According to the North Carolina DMV, there were 276,026 car crashes in the State in 2021 alone. Each year many North Carolina residents must deal with the expensive aftermath of a car accident. These accidents often involve complicated situations where multiple drivers share responsibility.
North Carolina drivers may wonder how partial fault impacts their ability to receive compensation after an accident. The answer lies in understanding North Carolina’s strict contributory negligence rule.
Definition of contributory negligence
North Carolina follows the doctrine of contributory negligence, which stands as one of the most stringent negligence laws in the country.
Contributory negligence means that if you contribute in any way to the accident, even if your contribution was minor and the other party was primarily at fault, you cannot recover damages. This rule is in stark contrast to the comparative negligence rule followed by many other states, where you can recover damages even if you are partially at fault, though your recovery gets reduced by your percentage of fault.

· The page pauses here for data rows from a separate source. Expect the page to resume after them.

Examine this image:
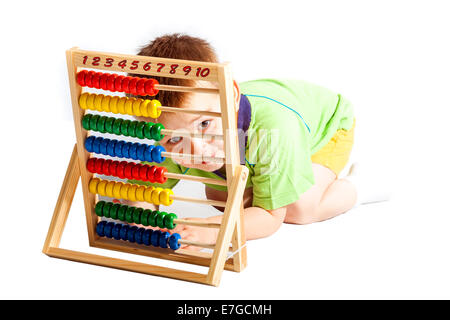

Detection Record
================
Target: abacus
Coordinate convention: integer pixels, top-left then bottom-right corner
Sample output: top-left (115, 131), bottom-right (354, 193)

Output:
top-left (43, 48), bottom-right (248, 286)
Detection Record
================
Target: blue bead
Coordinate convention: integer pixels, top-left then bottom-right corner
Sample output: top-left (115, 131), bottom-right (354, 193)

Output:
top-left (92, 137), bottom-right (103, 153)
top-left (134, 228), bottom-right (145, 244)
top-left (152, 146), bottom-right (166, 163)
top-left (113, 141), bottom-right (125, 158)
top-left (121, 141), bottom-right (131, 158)
top-left (169, 233), bottom-right (181, 250)
top-left (103, 222), bottom-right (116, 238)
top-left (127, 226), bottom-right (138, 242)
top-left (100, 139), bottom-right (111, 155)
top-left (150, 230), bottom-right (161, 247)
top-left (130, 142), bottom-right (139, 160)
top-left (106, 139), bottom-right (118, 157)
top-left (95, 221), bottom-right (106, 237)
top-left (84, 136), bottom-right (95, 152)
top-left (144, 145), bottom-right (155, 162)
top-left (159, 232), bottom-right (170, 248)
top-left (112, 223), bottom-right (122, 240)
top-left (137, 143), bottom-right (147, 161)
top-left (142, 229), bottom-right (153, 246)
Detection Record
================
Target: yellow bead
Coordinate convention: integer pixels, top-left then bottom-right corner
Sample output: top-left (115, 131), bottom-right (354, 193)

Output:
top-left (133, 99), bottom-right (144, 117)
top-left (136, 186), bottom-right (145, 201)
top-left (125, 98), bottom-right (136, 116)
top-left (113, 181), bottom-right (123, 199)
top-left (128, 184), bottom-right (138, 201)
top-left (109, 96), bottom-right (119, 113)
top-left (139, 100), bottom-right (151, 118)
top-left (102, 96), bottom-right (111, 112)
top-left (120, 183), bottom-right (131, 200)
top-left (159, 189), bottom-right (173, 206)
top-left (148, 99), bottom-right (161, 119)
top-left (89, 178), bottom-right (100, 194)
top-left (105, 181), bottom-right (116, 198)
top-left (97, 180), bottom-right (108, 197)
top-left (86, 93), bottom-right (95, 110)
top-left (94, 94), bottom-right (104, 111)
top-left (117, 97), bottom-right (127, 114)
top-left (144, 186), bottom-right (155, 203)
top-left (78, 92), bottom-right (89, 110)
top-left (152, 187), bottom-right (164, 205)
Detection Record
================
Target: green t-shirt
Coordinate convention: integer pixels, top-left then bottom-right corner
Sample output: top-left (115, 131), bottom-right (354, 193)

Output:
top-left (132, 79), bottom-right (353, 210)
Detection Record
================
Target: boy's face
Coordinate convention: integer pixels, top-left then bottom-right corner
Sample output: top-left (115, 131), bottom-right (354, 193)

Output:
top-left (158, 84), bottom-right (225, 171)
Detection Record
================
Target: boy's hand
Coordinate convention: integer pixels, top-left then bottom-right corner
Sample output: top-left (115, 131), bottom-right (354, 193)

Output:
top-left (171, 218), bottom-right (219, 251)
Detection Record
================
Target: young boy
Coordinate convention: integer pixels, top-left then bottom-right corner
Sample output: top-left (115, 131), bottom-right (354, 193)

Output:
top-left (125, 34), bottom-right (357, 249)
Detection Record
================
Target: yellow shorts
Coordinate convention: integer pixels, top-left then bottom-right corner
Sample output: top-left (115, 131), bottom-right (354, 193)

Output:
top-left (311, 122), bottom-right (355, 176)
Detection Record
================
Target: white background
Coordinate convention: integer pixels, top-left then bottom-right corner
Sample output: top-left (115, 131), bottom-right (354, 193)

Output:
top-left (0, 0), bottom-right (450, 299)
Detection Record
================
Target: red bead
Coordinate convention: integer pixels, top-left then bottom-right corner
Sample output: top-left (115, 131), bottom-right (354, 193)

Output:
top-left (86, 158), bottom-right (95, 173)
top-left (92, 72), bottom-right (101, 89)
top-left (106, 74), bottom-right (116, 92)
top-left (139, 164), bottom-right (150, 181)
top-left (136, 78), bottom-right (147, 96)
top-left (95, 158), bottom-right (105, 174)
top-left (84, 71), bottom-right (95, 88)
top-left (129, 77), bottom-right (139, 95)
top-left (109, 161), bottom-right (119, 177)
top-left (114, 76), bottom-right (125, 92)
top-left (116, 161), bottom-right (128, 179)
top-left (99, 73), bottom-right (108, 90)
top-left (102, 159), bottom-right (112, 176)
top-left (124, 162), bottom-right (135, 179)
top-left (77, 70), bottom-right (87, 87)
top-left (147, 166), bottom-right (156, 182)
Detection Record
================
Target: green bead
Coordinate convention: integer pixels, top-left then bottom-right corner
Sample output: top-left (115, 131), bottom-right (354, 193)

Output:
top-left (148, 211), bottom-right (159, 227)
top-left (125, 207), bottom-right (134, 223)
top-left (120, 120), bottom-right (131, 136)
top-left (105, 117), bottom-right (116, 133)
top-left (128, 121), bottom-right (138, 138)
top-left (144, 122), bottom-right (155, 139)
top-left (81, 114), bottom-right (92, 130)
top-left (141, 209), bottom-right (152, 226)
top-left (156, 212), bottom-right (167, 228)
top-left (151, 123), bottom-right (164, 141)
top-left (95, 201), bottom-right (106, 217)
top-left (109, 203), bottom-right (120, 219)
top-left (113, 118), bottom-right (123, 136)
top-left (133, 208), bottom-right (144, 224)
top-left (97, 117), bottom-right (106, 133)
top-left (89, 114), bottom-right (100, 131)
top-left (102, 202), bottom-right (113, 218)
top-left (117, 204), bottom-right (128, 221)
top-left (164, 213), bottom-right (178, 229)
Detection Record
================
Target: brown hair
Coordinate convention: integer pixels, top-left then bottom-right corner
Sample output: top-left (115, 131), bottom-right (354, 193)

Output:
top-left (133, 33), bottom-right (218, 107)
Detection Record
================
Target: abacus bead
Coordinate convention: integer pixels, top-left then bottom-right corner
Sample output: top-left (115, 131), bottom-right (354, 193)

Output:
top-left (95, 201), bottom-right (106, 217)
top-left (112, 223), bottom-right (122, 240)
top-left (136, 144), bottom-right (147, 161)
top-left (169, 233), bottom-right (181, 250)
top-left (133, 208), bottom-right (144, 224)
top-left (142, 229), bottom-right (153, 246)
top-left (150, 230), bottom-right (161, 247)
top-left (119, 224), bottom-right (130, 240)
top-left (156, 212), bottom-right (167, 228)
top-left (159, 232), bottom-right (170, 248)
top-left (127, 226), bottom-right (138, 242)
top-left (134, 228), bottom-right (145, 244)
top-left (144, 145), bottom-right (155, 162)
top-left (125, 207), bottom-right (135, 223)
top-left (103, 222), bottom-right (115, 238)
top-left (95, 221), bottom-right (107, 237)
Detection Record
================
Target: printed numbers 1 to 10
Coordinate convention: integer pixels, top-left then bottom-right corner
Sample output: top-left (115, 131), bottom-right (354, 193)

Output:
top-left (83, 56), bottom-right (210, 78)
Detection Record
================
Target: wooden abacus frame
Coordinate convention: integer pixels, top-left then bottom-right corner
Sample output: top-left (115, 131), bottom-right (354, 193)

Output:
top-left (43, 48), bottom-right (248, 286)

Impact of contributory negligence on compensation
In practical terms, the contributory negligence rule can bar a driver from recovering damages if they were even 1% at fault for the accident. This stringent rule often leads to harsh outcomes. For example, if another driver runs a red light and hits you, but you were slightly speeding, laws may bar you from recovering any damages because your speeding counts as contributory negligence.
Exceptions to the rule
There are a few exceptions to the contributory negligence rule, including the “last clear chance” doctrine and cases involving gross negligence or willful or wanton conduct. The last clear chance doctrine states that if the defendant had the last opportunity to avoid the accident, then the plaintiff may still recover damages, despite their contributory negligence.
Knowledge of these rules can go a long way in preparing you in case of an unfortunate accident. Remember, every accident is unique, and the application of these rules can vary depending on the specific circumstances.